Inter Milan, Chelsea dan Yunani adalah contoh sukses penerapan strategi pragmatis untuk meraih gelar juara.
Strategi ini yang coba untuk diterapkan Yunani dan Inggris dalam mengarungi Euro 2012 dimana sejauh ini mereka mampu lolos dari fase grup di tengah keraguan akan kemampuan mereka.

Yunani misalnya, sempat berada pada posisi kritis saat wajib menang melawan favorit Rusia di pertandingan akhir fase grup A, Yunani menunjukkan mengapa mereka berjodoh dengan strategi defensif.
Dibombardir sepanjang pertandingan, Yunani hanya butuh satu serangan balik untuk memenangkan 3 poin ke perempat final.

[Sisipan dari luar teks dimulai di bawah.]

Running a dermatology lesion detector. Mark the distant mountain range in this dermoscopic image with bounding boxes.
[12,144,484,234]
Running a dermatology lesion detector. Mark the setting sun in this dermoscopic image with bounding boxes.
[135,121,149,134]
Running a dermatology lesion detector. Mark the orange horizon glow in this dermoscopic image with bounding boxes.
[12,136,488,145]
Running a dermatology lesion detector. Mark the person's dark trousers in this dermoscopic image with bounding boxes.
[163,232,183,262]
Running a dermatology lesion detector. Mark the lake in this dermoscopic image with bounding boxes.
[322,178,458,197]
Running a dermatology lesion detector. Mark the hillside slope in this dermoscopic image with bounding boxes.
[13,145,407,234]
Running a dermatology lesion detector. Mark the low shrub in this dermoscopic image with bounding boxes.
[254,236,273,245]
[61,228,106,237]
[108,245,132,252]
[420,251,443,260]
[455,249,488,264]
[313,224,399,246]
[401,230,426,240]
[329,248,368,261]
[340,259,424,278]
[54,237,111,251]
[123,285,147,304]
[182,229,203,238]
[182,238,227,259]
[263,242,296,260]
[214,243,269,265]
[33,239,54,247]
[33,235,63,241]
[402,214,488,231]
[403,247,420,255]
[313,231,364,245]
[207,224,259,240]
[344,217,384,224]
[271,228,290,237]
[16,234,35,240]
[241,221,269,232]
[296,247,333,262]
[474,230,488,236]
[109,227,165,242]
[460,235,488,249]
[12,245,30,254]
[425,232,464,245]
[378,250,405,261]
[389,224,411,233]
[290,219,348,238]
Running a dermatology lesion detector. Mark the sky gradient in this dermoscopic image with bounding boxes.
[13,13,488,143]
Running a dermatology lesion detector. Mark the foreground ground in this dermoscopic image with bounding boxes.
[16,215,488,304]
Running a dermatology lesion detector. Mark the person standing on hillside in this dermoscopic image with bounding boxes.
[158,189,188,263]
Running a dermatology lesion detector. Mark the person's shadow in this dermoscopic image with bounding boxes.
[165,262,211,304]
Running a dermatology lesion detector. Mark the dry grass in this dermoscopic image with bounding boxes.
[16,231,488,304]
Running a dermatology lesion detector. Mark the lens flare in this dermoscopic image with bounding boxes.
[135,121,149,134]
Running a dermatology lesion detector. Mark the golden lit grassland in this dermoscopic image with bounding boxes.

Sungguh efektif!

Setali tiga uang dengan Inggris.
Hadir di Euro 2012 dengan membawa sejumlah masalah sejak pergantian pelatih di saat terakhir jelang turnamen sampai ketidakhadiran sejumlah pemain kunci, Inggris justru mampu menjuarai grup D.
Permainan yang tenang dan efektif adalah kamuflase dari strategi defensif Roy Hodgson dimana sang pelatih menempatkan 8 pemain bertahan dalam wujud 4 pemain belakang yang dilapis 4 pemain tengah.
Praktis dalam pola 4-4-1-1, Inggris hanya mengandalkan serangan balik lewat dua pemain yang disisakan di lini depan.
Tidak heran jika dalam tiga pertandingan fase grup, Inggris belum sekalipun kebobolan lewat serangan lawan yang berhasil menembus pertahanan didalam kotak penalti.

Merujuk keberhasilan Inter Milan, Chelsea dan Yunani memenangi gelar dengan strategi serupa, maka menjadi menarik menantikan pertarungan dua kubu sepakbola menyerang dalam team Jerman, Spanyol dan Portugal beradu strategi dengan sepakbola pragmatis dalam team Yunani dan Inggris.